What would you say about a community where fewer than half of its children reach adulthood? Clearly, something must be amiss, and you'd recommend a look - at the environment, the cultural practices, the community's attitude about its youth - to find out what created such a troubling situation. You'd want to root out the problem and fix it, so that this community wouldn't founder, but rather thrive and grow.

Senior designers are the professional parents of the next generation of architects. And if we're failing to help that generation into adulthood, it's time to take a closer look at how they are being raised.

Our problem is not infant mortality, a common culprit. We are graduating an increasing number of architecture students (over 7,000 in 2003), including significant proportions of women and minorities. It seems that we have no problem "birthing" potential architects and getting a good number of them through childhood.

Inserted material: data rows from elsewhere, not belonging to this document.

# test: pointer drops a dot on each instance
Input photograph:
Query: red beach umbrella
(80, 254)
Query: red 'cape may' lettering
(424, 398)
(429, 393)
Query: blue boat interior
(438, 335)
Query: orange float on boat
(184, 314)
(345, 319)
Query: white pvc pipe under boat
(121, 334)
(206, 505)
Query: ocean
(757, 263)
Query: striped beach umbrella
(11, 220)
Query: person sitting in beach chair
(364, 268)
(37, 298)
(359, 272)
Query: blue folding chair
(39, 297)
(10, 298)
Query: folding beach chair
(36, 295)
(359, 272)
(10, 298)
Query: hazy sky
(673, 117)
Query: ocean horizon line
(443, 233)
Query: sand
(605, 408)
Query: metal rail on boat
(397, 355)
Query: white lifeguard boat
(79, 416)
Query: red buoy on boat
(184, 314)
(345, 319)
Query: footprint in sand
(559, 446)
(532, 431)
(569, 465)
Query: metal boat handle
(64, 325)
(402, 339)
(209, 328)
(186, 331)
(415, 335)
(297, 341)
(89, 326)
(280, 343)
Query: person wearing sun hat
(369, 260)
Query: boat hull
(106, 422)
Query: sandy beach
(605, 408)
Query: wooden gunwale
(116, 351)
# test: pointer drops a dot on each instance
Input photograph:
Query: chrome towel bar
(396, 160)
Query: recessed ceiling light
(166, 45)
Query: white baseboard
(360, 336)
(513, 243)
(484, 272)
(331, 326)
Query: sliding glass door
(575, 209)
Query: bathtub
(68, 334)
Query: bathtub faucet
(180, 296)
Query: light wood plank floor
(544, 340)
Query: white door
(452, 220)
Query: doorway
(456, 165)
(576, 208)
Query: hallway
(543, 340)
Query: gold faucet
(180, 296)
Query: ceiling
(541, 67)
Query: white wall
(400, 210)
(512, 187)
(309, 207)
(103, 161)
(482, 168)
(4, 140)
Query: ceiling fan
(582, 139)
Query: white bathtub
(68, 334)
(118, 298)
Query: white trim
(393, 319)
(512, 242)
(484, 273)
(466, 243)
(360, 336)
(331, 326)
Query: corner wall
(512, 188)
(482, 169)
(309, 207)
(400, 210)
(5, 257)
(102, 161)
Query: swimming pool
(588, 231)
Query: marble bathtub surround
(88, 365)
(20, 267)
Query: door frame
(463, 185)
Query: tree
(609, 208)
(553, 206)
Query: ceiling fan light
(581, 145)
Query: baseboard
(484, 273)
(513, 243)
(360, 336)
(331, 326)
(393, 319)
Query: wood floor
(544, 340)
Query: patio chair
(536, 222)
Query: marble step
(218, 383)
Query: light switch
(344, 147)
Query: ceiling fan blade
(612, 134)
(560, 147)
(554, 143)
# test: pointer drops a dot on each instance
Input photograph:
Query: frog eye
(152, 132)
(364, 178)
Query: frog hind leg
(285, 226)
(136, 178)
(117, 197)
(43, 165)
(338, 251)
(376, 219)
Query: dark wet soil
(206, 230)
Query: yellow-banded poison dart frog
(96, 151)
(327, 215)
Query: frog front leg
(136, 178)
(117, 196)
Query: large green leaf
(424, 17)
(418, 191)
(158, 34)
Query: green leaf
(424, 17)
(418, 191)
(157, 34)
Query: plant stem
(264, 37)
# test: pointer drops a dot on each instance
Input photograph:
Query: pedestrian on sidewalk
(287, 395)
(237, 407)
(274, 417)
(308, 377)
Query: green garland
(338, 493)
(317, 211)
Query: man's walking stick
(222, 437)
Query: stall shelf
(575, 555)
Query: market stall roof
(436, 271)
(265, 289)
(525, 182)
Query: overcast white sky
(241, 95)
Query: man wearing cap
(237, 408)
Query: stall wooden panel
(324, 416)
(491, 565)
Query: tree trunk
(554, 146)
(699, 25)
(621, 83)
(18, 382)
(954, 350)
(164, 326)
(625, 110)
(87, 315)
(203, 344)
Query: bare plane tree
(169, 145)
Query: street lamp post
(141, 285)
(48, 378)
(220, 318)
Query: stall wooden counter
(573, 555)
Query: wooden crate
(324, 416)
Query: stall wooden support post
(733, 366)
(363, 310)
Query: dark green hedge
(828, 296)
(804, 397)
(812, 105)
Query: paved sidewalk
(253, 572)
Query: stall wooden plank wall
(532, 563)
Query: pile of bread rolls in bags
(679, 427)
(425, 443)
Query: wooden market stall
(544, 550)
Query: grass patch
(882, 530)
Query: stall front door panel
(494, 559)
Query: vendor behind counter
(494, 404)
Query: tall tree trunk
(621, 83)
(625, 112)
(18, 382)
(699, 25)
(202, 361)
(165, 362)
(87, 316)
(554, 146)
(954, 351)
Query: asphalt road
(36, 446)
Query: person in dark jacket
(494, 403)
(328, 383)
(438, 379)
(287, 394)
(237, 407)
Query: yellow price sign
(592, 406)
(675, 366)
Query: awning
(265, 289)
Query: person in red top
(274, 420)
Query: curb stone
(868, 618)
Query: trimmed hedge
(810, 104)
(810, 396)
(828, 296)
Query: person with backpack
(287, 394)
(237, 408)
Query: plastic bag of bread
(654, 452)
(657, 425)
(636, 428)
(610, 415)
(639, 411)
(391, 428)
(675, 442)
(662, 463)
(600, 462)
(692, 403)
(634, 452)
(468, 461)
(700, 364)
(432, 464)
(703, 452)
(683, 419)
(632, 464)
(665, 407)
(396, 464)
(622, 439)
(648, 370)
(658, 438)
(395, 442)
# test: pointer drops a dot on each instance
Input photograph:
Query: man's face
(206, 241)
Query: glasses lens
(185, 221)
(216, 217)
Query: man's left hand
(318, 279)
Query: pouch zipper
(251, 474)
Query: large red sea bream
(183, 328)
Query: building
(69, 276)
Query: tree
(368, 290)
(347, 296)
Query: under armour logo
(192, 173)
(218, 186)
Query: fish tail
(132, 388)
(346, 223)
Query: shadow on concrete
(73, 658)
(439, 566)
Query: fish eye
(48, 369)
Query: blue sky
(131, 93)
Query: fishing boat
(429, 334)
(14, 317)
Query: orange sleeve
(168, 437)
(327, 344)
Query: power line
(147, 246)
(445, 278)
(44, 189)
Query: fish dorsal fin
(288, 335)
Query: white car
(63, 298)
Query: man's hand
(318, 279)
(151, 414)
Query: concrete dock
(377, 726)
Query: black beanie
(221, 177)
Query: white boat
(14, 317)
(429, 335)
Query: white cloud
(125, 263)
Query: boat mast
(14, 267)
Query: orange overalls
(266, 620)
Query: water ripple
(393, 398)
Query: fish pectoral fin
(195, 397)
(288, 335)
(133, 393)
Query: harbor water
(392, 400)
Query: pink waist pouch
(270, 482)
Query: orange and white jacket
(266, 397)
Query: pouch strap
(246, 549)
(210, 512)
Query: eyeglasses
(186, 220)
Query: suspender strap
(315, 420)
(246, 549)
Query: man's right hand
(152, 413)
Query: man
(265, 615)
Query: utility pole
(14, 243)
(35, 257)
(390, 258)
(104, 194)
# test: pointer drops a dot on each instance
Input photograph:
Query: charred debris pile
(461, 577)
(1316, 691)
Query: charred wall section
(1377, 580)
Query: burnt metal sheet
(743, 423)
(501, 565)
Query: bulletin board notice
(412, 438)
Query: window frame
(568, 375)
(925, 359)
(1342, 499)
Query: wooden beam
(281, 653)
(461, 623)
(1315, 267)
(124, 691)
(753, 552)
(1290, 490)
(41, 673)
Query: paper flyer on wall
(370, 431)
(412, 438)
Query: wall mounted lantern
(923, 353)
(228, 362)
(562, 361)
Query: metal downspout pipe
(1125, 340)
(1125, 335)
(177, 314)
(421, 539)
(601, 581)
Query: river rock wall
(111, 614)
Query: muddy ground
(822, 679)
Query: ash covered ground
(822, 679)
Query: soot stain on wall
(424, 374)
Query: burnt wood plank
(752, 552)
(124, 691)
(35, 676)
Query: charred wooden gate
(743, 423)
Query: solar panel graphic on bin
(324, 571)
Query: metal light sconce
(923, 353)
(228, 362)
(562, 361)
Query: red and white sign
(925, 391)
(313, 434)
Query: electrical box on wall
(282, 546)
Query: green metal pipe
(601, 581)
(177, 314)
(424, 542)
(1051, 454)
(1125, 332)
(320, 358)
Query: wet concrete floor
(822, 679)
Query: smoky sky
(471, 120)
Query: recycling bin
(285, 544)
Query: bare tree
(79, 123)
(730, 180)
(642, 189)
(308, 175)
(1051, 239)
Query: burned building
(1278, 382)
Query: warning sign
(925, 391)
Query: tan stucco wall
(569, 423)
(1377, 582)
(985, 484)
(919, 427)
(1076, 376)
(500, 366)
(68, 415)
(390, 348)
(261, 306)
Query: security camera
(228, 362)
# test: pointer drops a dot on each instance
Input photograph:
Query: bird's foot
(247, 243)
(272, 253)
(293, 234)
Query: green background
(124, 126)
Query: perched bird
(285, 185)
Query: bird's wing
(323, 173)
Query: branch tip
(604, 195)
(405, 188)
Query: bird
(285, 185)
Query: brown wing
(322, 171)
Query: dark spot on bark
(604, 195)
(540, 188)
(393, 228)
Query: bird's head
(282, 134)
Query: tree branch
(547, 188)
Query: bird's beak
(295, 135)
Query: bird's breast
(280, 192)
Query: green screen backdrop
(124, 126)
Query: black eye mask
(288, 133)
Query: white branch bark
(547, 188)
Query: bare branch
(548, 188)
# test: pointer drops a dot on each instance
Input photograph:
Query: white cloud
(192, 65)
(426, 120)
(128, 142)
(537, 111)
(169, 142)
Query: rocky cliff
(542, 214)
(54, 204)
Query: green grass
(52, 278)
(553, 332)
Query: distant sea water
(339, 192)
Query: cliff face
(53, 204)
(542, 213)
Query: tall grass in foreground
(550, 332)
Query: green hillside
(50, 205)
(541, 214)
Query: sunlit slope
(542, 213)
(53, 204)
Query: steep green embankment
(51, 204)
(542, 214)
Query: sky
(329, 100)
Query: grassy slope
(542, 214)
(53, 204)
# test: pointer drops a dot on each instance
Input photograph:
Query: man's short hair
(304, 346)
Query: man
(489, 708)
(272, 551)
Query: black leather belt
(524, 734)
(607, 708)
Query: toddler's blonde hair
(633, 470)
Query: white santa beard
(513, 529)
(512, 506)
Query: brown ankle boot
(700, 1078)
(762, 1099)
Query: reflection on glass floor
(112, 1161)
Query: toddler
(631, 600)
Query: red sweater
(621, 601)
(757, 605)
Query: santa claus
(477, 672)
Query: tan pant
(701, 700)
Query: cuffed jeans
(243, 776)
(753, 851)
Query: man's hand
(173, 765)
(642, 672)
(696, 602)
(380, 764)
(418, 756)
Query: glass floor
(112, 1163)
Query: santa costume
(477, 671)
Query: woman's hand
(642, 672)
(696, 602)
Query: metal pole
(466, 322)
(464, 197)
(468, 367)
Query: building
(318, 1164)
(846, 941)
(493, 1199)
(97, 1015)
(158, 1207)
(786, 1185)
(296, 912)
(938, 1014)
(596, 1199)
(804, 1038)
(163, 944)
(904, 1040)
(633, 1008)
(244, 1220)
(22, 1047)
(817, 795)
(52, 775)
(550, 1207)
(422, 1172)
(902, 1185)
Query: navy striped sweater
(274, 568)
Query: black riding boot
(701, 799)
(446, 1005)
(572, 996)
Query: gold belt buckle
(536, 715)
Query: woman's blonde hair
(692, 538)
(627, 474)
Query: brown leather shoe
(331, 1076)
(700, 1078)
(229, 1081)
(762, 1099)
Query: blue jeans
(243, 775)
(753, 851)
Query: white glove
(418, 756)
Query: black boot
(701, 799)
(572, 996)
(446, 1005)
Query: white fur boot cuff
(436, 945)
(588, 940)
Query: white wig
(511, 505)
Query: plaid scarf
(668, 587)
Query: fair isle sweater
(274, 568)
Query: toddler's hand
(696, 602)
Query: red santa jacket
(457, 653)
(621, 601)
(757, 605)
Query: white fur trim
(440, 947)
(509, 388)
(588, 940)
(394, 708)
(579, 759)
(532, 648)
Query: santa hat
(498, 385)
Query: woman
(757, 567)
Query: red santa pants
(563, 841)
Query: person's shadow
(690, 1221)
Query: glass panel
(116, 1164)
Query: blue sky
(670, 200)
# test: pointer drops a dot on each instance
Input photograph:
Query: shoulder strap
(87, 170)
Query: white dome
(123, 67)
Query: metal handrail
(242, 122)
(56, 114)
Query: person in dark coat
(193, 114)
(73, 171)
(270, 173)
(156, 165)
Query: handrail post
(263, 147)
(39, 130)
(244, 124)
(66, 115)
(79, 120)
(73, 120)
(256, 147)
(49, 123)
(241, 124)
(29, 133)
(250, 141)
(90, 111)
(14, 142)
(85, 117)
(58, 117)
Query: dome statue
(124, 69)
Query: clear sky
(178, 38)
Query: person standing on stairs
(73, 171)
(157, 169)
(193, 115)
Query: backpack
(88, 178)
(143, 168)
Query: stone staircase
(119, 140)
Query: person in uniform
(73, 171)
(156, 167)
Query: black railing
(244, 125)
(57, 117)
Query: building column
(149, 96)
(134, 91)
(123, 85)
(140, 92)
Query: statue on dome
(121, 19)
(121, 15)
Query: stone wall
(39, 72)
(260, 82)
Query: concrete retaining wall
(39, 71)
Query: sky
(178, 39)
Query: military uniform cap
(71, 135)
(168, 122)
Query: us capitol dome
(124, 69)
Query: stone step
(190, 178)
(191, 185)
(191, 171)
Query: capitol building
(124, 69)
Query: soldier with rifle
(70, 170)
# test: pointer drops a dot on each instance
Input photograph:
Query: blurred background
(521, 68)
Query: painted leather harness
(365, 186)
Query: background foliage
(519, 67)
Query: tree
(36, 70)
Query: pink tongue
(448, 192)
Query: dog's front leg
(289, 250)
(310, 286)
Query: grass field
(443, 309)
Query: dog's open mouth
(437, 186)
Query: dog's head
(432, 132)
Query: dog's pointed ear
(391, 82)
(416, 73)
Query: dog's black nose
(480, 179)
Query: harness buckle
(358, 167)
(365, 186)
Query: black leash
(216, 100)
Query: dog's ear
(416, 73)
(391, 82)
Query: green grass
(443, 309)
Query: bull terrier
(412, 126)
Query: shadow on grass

But if architecture school is our childhood, then internship is our adolescence - the time where we begin to truly understand the world we'll work in and to test out both the rights and the responsibilities of full-grown professionals. Here is where the difficulty lies; from 2002 to 2004, only 2-3,000 new licenses per year have been granted by NCARB member boards - less than half the rate of new degrees granted. We are experiencing a combination of Peter Pan syndrome, when interns never "grow up" into registered architects, and outright mortality, when potential architects leave the profession for good.

Like adolescence, internship is filled with its particular set of challenges and frustrations. Sometimes we don't understand why we have to do things, or do them a certain way; oftentimes, we think we know architecture much better than our elders, and can't wait for our turn to "do it right." We frequently wish people would trust us more, and eventually, there comes a time when we do have to stand up for our independence and the right to our own identity.

Unfortunately, what interns - like teenagers - often lack are the mentors who will instruct, correct, and encourage them so that their talents and ideas bear fruit. Internship is that formative period where we begin to make choices about the kind of architects we want to be, and where we are most in need of inspiring guidance. When we look back, we'll remember those who took time to nurture us, whether it was pointing us in a new and exciting direction or steering us away from a dangerous one. However, we'll also remember when we were ignored, dismissed, put down or taken advantage of for our youth and inexperience; whether we become successful architects is strongly correlated to how much the positive experience outweighs the negative.

Senior architects need to view mentoring and nurturing not as add-on activities, but as crucial parts of their professional responsibility. As a community, we need to start taking our child-rearing seriously - because any culture that doesn't is bound to die out.